Özet

Isolierung von Histon von Sorghum Blattgewebe für Top Down Mass Spektrometrie Profilierung von potenziellen epigenetischen Markern

Published: March 04, 2021
doi:

Özet

Das Protokoll wurde entwickelt, um intakte Histone effektiv aus Sorghumblattmaterialien für die Profilierung von histonenposttranslationalen Modifikationen zu extrahieren, die als potenzielle epigenetische Marker dienen können, um die Konstruktion von dürreresistenten Kulturen zu unterstützen.

Abstract

Histone gehören zu einer Familie von hochkonservierten Proteinen in Eukaryoten. Sie packen DNA als funktionelle Chromatineinheiten in Nukleosomen ein. Posttranslationale Modifikationen (PTMs) von Histonen, die hochdynamisch sind und durch Enzyme hinzugefügt oder entfernt werden können, spielen eine entscheidende Rolle bei der Regulierung der Genexpression. In Pflanzen stehen epigenetische Faktoren, einschließlich Histon-PTMs, im Zusammenhang mit ihren adaptiven Reaktionen auf die Umwelt. Das Verständnis der molekularen Mechanismen der epigenetischen Kontrolle kann beispiellose Chancen für innovative Bioengineering-Lösungen mit sich bringen. Hierin beschreiben wir ein Protokoll, um die Kerne zu isolieren und Histone aus Sorghumblattgewebe zu reinigen. Die extrahierten Histone können in ihren intakten Formen durch Top-Down-Massenspektrometrie (MS) gekoppelt mit der Online-Rektokphase (RP) Flüssigchromatographie (LC) analysiert werden. Kombinationen und Stoichiometrie mehrerer PTMs auf demselben Histonproteoform können leicht identifiziert werden. Darüber hinaus kann Histonschwanzclipping mit dem Top-Down-LC-MS-Workflow erkannt werden, wodurch das globale PTM-Profil von Kernhistonen (H4, H2A, H2B, H3) entsteht. Wir haben dieses Protokoll zuvor angewendet, um Histon-PTMs aus Sorghumblattgewebe zu profilieren, das aus einer groß angelegten Feldstudie gesammelt wurde, um epigenetische Marker der Dürreresistenz zu identifizieren.
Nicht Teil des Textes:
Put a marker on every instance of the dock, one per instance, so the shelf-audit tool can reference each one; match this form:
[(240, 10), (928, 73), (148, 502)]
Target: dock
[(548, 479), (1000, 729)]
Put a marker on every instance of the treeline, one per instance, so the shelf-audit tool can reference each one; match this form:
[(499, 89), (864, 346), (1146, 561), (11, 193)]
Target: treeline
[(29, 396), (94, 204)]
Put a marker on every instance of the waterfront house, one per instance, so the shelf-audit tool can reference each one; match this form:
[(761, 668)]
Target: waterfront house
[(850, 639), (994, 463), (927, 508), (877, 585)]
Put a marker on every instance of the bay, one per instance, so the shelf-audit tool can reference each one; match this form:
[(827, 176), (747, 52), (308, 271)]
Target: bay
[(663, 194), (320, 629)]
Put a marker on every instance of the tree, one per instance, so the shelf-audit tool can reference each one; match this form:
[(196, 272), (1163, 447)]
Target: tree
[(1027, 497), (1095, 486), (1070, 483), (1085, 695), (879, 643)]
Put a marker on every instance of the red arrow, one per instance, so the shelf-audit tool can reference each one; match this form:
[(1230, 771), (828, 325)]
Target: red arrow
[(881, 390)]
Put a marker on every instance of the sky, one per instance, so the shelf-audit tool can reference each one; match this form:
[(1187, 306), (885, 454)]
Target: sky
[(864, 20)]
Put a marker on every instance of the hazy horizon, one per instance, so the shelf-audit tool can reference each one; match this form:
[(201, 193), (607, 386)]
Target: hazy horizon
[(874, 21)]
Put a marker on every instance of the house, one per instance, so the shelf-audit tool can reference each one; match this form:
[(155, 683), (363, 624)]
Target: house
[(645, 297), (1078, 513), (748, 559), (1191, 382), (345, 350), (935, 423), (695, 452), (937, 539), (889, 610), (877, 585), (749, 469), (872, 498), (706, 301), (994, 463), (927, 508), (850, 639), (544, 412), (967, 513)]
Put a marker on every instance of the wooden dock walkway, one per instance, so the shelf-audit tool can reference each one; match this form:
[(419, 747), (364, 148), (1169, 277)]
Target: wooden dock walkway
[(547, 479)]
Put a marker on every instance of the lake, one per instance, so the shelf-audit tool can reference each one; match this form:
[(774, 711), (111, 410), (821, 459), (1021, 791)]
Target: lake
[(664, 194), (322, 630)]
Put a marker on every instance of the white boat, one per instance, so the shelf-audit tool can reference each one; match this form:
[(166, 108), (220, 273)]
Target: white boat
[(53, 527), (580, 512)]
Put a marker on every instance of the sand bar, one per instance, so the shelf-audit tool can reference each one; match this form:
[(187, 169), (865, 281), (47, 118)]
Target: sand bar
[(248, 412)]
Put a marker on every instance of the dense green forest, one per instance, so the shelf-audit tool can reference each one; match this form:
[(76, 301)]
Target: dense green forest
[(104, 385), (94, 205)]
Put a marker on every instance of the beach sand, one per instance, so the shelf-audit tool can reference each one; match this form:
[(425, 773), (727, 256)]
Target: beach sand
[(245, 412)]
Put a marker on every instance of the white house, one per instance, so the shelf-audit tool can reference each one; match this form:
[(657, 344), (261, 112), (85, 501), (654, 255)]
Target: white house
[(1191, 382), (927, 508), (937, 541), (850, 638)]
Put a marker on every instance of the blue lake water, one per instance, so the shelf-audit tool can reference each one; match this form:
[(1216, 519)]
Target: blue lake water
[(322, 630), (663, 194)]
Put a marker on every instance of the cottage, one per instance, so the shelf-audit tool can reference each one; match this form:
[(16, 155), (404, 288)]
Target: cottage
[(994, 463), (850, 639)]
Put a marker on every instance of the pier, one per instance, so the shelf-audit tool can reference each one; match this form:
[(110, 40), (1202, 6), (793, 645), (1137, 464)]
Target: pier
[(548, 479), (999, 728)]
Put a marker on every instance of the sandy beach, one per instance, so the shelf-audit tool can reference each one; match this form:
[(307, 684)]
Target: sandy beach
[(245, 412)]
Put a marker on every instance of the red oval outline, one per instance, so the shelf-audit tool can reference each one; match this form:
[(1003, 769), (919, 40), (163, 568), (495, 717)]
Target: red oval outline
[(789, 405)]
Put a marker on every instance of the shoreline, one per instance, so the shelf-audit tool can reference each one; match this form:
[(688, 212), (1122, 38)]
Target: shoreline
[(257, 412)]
Das Protokoll könnte möglicherweise für die Chromatin-Immunpräzipationssequenzierung (ChIP-seq) oder für die Untersuchung von Histon-PTMs in ähnlichen Pflanzen angepasst und optimiert werden.

Introduction

Die zunehmende Schwere und Häufigkeit der Dürre dürfte sich auf die Produktivität der Getreidepflanzenauswirken 1,2. Sorghum ist eine Getreidenahrungs- und Energiepflanze, die für ihre außergewöhnliche Fähigkeit bekannt ist, wasserbegrenzenden Bedingungen standzuhalten3,4. Wir verfolgen ein mechanistisches Verständnis des Zusammenspiels von Dürrestress, Pflanzenentwicklung und Epigenetik von Sorghum [Sorghum bicolor (L.) Moench] Pflanzen. Unsere bisherige Arbeit hat starke Verbindungen zwischen Pflanzen- und Rhizosphärenmikrobiom bei der Dürreakklimatisierung und Reaktionen auf molekularer Ebene5,6,7gezeigt. Diese Forschung wird den Weg für die Nutzung epigenetischer Technik bei der Anpassung von Pflanzen an zukünftige Klimaszenarien ebnen. Als Teil der Bemühungen um das Verständnis der Epigenetik wollen wir Proteinmarker untersuchen, die die Genexpression innerhalb des Pflanzenorganismus beeinflussen.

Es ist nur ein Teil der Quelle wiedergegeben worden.